Por isso o catolicismo, ao constituir uma cultura, dá forma a uma civilização drapeada - para voltar ao termo adotado por Rossellini -, que se adapta às formas e necessidades integrais do homem incluindo suas oscilações, fraquezas e falibilidade. É a civilização de homens que não perdem de vista o fato do pecado original, pesado fardo a ser carregado, difícil e doloroso, fonte de sofrimentos, mas também o que torna o coração contrito, e humilde a alma diante de Deus, que se compadece e não nos ignora. É uma cultura que se opõe com veemência a qualquer projeto de sociedade que, deturpando sua compreensão da natureza humana, vise a aperfeiçoar o homem racionalmente, como se nosso aperfeiçoamento fosse irrestrito e não encontrasse em algum momento um obstáculo irreversível, só transponível com a graça de Deus, e de modo algum pelo próprio esforço. Que rejeita a propaganda massiva e a engenharia social perversa e antiética que quer adaptar o homem, à força se necessário, às finalidades técnicas e econômicas da máquina.
Rossellini, iniciando sua atividade cultural mais influente mais ou menos de onde Bernanos parou, como que deu a mão ao escritor na firme denúncia da organização racional da sociedade moderna, saindo em defesa de uma antiga civilização ameaçada de extinção e que mantinha em mente que o sábado foi feito para o homem, e não o homem para o sábado - trecho neotestamentário que o diretor citou em muitas de suas entrevistas. Bernanos também, em suas conferências, observava que a civilização da máquina não foi feita para o homem, mas, ao invés disso, “pretende fazer o homem à sua imagem e semelhança, usurpando o poder de Deus”. O diretor de Onde Está a Liberdade (1954) dizia: “eu encontro no cristianismo uma força imensa: é que, nele, a liberdade é absoluta”. E o autor de Liberdade, para quê? (1947) afirmava que um “ideal de liberdade” - gravemente ameaçado na civilização da máquina e da eficácia - “constitui a principal herança das antigas cristandades europeias”…
Hoje, quando o costurado é uma realidade triunfante que controla o mais ínfimo movimento humano feito em todo o globo, onde quer que haja alguém se movendo e respirando, é urgente que aprendamos algo com esses grandes homens, cujas obras e palavras são densos repositórios das experiências de vida de uma geração - não tão antiga assim, mas que, infelizmente, ficou no passado - que ainda estava enraizada em uma espontânea cultura católica que corria no sangue, entranhada nos maneiras de uma parte da civilização ocidental no século XX, em suas formas, em seu modo de viver, e cujo coração ainda pulsava mais espontaneamente nos ritmos do drapeado, mais alinhado aos ritmos da vida, e não da máquina… Que não apenas admiremos suas obras e palavras, mas que absorvamos destas algo do temperamento dos seus autores, de sua serenidade e de sua coragem, de seu intransigente compromisso com a verdade diante das imposturas e experimentos do mundo moderno, que Bernanos definia como uma “conspiração universal e sistemática contra a vida interior”…
Ah!
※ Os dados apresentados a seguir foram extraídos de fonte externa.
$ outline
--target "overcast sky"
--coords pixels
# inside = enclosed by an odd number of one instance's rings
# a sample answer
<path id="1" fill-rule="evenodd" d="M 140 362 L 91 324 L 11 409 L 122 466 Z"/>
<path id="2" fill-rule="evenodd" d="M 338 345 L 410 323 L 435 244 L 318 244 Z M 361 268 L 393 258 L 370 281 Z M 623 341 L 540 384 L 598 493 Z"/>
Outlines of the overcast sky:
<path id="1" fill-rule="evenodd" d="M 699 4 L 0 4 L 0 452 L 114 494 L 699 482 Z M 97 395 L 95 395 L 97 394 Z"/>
Bem sei o que vocês estão pensando agora! Vocês estão pensando que não se anda para trás. Não foi isso que eu intuí? Porque essa civilização tem a sua filosofia, e o primeiro axioma dessa filosofia é negar a liberdade do homem, é afirmar sua submissão à história, ela mesma submetida à economia.
Não mais aceitar ser “objeto passivo da experiência terrível, irreversível” que Bernanos diz ser a sociedade moderna, encontrar não apenas conteúdos para consumir dentro da mesma dinâmica deformadora imposta pela cultura dos novos tempos, mas aprender e cultivar outra forma de vida com quem chegou a viver de outra forma e a condensou em seu legado artístico e cultural, outra forma de ver, sentir e pensar - eis a pedagogia visada pelo meu trabalho sobre o cinema moderno, bem como por esta série de “notas e artigos do drapeado” que, com este, acabo de iniciar.
Professor, no cinema contemporâneo, principalmente entre os que têm algum acesso a hollywood, há cineastas herdeiros desse civilização drapeada e do olhar do Rosselini?
Do pouco que conheço o que mais me pareceu chegar perto disso foi Malick de Além da Linha Vermelha (nos outros filmes não, apesar de apreciar toda filmografia dele, os vejo mais como experimentos linguísticos-poéticos [uma lira um tanto umbigocêntrica], talvez algo análogo ao estilo de Guimarães Rosa, do que ao cinema drapeado).